判決の際、もし自分なら、頭が真っ白になり立っているのもやっと・・・に
なりそうな空気の重い時間であるが、被告人の表情は特に変わらず、
裁判長が読み上げる言葉をきちんと聞いてくれていたと思う。
また、判決の後に「裁判体から一言」としてエールとも言えるメッセージを
送ったが、そこで小さく頷いてくれた被告には、刑に服した後、きっちり
更生してくれると信じたい。
どうでも良い余談だが、裁判員を終えて、かの有名な「六法全書」
を立ち読みした。
読みだすと案外面白い、と言うか、よく出来ているなぁ・・・、と
感心させられる。
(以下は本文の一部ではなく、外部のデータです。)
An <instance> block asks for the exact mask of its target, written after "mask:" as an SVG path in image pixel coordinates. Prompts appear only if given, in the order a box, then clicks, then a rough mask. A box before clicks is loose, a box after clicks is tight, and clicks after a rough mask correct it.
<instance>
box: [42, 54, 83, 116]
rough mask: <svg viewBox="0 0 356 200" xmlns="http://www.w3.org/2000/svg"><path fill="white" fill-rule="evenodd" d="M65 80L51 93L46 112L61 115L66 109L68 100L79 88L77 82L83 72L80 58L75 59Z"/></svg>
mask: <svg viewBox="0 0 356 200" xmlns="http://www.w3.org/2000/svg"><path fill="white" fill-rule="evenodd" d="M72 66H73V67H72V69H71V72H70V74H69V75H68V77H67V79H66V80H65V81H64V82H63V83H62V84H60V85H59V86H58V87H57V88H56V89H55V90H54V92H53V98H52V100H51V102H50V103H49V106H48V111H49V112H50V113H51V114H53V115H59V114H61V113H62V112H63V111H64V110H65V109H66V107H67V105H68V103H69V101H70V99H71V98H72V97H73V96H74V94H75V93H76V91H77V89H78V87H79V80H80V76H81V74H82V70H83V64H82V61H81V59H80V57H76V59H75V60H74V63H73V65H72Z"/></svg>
さすがに本職でないので、読破はしてないけど。
最後に、裁判員と言うのは、なりたい人がなれるものではなく、
逆になりたくない人がなる場合もある。まさに運次第の制度と言える。
しかし、誰しもがなる可能性を秘めており、少なからず世の事件や
判例へ関心を向けるクセをつけておくのががベターであろう。
なお、裁判員制度のHPにリアルに近い動画があるので、興味を抱いた
方は一度見てみることをお勧めしたい。